In [11] another way is introduced for data extraction which has used an ontology to model the data to be extracted. Here, the data in a web page is first converted into XML, then mapped with the data model. The definition of the data model and the mapping are done manually. Then an automatic process is carried out for extraction task. The final result is an XML document that contains a standardized data set. This system is applicable only to Web sources that have a fixed structure which is a main weakness in the system. Therefore this method is not suitable for our problem since we have to deal with various types of Web pages.

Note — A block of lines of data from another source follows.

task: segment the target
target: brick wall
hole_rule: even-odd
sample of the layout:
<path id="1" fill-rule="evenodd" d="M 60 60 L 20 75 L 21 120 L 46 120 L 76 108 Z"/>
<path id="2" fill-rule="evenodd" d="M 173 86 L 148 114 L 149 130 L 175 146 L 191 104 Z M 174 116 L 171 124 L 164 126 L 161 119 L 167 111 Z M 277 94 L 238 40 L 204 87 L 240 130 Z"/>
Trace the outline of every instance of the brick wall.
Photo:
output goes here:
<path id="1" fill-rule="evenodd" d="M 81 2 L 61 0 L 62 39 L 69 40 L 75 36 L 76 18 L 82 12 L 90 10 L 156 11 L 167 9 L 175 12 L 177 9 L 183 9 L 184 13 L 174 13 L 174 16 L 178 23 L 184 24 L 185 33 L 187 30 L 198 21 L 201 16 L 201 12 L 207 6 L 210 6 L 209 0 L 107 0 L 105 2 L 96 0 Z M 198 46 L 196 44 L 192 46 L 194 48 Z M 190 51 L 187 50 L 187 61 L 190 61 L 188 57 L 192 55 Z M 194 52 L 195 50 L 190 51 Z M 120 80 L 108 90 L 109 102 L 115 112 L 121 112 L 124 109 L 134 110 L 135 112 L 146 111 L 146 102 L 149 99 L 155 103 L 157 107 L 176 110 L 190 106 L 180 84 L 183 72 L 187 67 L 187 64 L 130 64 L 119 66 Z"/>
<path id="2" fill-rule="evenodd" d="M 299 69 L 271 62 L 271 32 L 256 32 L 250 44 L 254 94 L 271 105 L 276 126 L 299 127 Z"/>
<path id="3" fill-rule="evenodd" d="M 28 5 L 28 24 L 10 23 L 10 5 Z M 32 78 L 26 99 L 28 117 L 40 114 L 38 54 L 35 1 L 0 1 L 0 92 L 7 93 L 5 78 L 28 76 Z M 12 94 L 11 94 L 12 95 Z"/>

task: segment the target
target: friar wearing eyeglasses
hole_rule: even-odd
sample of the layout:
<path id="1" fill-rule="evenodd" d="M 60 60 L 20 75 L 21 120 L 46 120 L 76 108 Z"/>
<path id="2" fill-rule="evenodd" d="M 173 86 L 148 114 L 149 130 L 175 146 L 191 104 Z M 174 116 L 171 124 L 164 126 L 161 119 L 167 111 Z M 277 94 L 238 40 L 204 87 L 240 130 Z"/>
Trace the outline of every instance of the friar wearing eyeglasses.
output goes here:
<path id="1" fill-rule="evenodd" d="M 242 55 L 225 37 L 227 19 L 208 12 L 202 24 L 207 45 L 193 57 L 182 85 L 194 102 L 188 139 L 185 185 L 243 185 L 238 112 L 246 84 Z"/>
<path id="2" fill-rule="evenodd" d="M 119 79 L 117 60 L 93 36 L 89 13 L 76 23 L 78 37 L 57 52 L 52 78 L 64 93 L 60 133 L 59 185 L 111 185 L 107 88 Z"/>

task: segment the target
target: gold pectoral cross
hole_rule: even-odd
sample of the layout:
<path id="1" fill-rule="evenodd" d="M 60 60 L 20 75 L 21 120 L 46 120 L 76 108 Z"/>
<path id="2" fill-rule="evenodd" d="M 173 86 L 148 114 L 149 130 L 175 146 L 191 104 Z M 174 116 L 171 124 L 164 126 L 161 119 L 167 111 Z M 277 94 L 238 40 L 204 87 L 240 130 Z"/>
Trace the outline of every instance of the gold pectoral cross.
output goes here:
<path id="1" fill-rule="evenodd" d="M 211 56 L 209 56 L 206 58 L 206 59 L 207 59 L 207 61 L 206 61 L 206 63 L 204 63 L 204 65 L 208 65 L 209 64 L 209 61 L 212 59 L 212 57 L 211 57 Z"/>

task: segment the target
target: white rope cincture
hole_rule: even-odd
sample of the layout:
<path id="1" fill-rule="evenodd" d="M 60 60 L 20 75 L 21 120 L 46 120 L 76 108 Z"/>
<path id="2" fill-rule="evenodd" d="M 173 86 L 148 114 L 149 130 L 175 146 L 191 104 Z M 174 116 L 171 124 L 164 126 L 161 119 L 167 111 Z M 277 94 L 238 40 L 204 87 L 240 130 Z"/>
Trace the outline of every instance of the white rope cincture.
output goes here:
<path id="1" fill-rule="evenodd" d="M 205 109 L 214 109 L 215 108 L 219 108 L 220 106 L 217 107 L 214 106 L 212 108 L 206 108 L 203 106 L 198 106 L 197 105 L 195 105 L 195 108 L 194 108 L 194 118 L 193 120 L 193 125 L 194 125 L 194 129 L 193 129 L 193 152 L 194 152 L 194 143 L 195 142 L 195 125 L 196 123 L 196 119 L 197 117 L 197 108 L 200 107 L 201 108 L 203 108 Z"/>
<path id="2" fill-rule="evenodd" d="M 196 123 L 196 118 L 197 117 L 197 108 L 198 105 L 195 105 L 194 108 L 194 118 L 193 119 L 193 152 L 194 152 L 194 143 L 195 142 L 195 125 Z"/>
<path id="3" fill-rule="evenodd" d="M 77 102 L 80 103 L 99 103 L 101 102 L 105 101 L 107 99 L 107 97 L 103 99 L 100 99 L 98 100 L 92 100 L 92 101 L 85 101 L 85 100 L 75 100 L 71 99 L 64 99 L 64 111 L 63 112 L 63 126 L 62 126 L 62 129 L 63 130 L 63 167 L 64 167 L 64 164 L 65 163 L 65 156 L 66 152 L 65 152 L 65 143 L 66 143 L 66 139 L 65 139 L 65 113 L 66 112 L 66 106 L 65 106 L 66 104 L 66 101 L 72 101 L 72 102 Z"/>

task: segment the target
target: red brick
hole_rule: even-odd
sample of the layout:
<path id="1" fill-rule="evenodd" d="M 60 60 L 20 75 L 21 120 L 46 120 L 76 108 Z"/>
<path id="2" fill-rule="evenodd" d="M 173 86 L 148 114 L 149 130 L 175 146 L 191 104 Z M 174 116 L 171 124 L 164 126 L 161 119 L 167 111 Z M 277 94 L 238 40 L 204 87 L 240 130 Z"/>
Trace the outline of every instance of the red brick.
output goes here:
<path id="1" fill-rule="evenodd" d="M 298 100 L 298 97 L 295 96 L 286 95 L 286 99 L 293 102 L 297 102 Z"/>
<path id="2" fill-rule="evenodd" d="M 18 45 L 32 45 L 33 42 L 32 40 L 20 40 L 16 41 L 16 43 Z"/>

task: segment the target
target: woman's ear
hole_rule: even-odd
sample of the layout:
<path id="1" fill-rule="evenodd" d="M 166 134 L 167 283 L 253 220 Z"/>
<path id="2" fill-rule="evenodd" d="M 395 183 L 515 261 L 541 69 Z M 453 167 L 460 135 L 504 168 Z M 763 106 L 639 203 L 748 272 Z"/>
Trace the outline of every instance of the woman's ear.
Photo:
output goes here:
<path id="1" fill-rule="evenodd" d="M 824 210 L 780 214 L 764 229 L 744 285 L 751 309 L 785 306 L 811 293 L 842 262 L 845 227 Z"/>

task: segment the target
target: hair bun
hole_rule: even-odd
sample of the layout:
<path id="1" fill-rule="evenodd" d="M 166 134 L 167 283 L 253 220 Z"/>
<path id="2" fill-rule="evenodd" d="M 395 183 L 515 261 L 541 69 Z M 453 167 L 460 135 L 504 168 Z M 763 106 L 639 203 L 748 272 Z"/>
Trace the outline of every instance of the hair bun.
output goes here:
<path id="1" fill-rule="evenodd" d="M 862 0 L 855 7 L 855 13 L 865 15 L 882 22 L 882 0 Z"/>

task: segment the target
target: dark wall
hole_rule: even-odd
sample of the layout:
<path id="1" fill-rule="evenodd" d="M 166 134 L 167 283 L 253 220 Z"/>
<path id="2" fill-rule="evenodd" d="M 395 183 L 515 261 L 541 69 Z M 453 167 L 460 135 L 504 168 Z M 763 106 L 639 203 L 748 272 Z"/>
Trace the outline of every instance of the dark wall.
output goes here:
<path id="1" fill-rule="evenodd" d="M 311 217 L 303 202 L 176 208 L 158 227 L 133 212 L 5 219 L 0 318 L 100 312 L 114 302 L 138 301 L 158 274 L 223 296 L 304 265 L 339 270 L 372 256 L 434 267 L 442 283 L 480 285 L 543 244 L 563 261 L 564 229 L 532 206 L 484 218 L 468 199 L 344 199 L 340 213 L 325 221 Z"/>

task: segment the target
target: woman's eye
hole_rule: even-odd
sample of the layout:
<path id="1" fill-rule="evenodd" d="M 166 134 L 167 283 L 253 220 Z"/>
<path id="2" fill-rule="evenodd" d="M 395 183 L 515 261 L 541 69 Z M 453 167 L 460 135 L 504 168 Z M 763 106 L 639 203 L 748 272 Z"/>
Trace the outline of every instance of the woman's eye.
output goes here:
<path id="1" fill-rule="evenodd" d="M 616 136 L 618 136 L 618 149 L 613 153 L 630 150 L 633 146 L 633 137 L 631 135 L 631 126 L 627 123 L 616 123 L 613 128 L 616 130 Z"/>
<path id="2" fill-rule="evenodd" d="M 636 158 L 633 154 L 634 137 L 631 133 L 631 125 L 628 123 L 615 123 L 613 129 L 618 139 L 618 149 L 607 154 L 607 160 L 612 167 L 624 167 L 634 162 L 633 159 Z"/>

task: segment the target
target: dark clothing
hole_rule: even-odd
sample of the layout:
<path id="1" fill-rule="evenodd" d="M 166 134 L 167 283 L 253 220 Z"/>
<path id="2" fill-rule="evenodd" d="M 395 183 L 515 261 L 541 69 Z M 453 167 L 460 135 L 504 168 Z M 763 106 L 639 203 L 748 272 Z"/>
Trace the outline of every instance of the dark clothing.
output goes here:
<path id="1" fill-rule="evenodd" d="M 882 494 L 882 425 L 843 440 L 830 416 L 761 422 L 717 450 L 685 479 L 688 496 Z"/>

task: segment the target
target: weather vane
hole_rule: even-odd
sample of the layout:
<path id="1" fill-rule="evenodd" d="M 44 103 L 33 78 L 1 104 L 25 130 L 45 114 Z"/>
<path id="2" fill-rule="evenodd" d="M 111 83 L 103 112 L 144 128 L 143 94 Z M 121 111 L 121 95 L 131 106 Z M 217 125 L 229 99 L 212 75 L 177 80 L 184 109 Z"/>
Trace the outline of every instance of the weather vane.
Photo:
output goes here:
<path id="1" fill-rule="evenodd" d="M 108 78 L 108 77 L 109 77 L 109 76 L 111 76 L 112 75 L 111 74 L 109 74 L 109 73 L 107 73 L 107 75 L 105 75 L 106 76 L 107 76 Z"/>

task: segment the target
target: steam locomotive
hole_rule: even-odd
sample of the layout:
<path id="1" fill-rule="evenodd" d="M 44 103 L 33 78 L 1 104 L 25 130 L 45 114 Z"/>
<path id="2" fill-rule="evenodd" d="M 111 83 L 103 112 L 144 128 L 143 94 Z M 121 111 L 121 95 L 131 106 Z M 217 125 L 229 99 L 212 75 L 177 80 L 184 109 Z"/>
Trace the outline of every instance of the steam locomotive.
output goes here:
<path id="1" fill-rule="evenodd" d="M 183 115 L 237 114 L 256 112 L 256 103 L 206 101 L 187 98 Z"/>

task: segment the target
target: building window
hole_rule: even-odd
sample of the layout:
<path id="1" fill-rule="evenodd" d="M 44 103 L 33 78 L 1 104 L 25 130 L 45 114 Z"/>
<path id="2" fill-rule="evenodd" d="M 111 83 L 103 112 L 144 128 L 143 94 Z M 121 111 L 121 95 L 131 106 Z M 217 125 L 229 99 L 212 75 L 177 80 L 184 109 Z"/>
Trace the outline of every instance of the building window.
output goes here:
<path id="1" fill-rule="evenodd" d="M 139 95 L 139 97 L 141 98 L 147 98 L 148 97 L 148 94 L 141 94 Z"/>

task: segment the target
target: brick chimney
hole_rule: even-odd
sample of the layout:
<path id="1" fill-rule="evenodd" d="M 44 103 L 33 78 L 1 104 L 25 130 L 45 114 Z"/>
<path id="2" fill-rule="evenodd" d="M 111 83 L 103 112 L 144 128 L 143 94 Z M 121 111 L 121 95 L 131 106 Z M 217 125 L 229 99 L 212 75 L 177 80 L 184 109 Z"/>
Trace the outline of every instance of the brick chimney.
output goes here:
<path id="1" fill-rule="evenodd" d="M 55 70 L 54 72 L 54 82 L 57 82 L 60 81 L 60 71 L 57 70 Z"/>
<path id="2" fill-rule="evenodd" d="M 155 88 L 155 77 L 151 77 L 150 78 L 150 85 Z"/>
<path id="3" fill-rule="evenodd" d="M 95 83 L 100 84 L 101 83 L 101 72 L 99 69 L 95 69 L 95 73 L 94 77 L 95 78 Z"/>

Another approach for Web data extraction is natural language processing. RAPIER [6], SRV [7], and WHISK[8] are some of research we can find for natural language processing in the literature. RAPIER has used both delimiters and content description which exploits the syntactic and semantic information for the extraction. A part-of-speech tagger is used to obtain the syntactic information while a lexicon of semantic classes is used to obtain the semantic information. The tagger takes sentences as input and labels each word as noun, verb, adjective etc. [6].

However, natural language processing techniques are not well suited for web data extraction as the Web sources often do not have a rich grammatical structure. In addition, natural language processing techniques tend to be slow. Therefore these techniques are not suitable for our problem since the number of document collections on the Web is large and in our problem the extraction is expected to be performed on the fly.

Considering the above mentioned methods we can say to solve our problem an ontology based method will be suitable since those methods are independent from the structure and formatting of the source pages. Even if these methods are domain dependent and required manual coding they are best suited to work with distinct Web sources.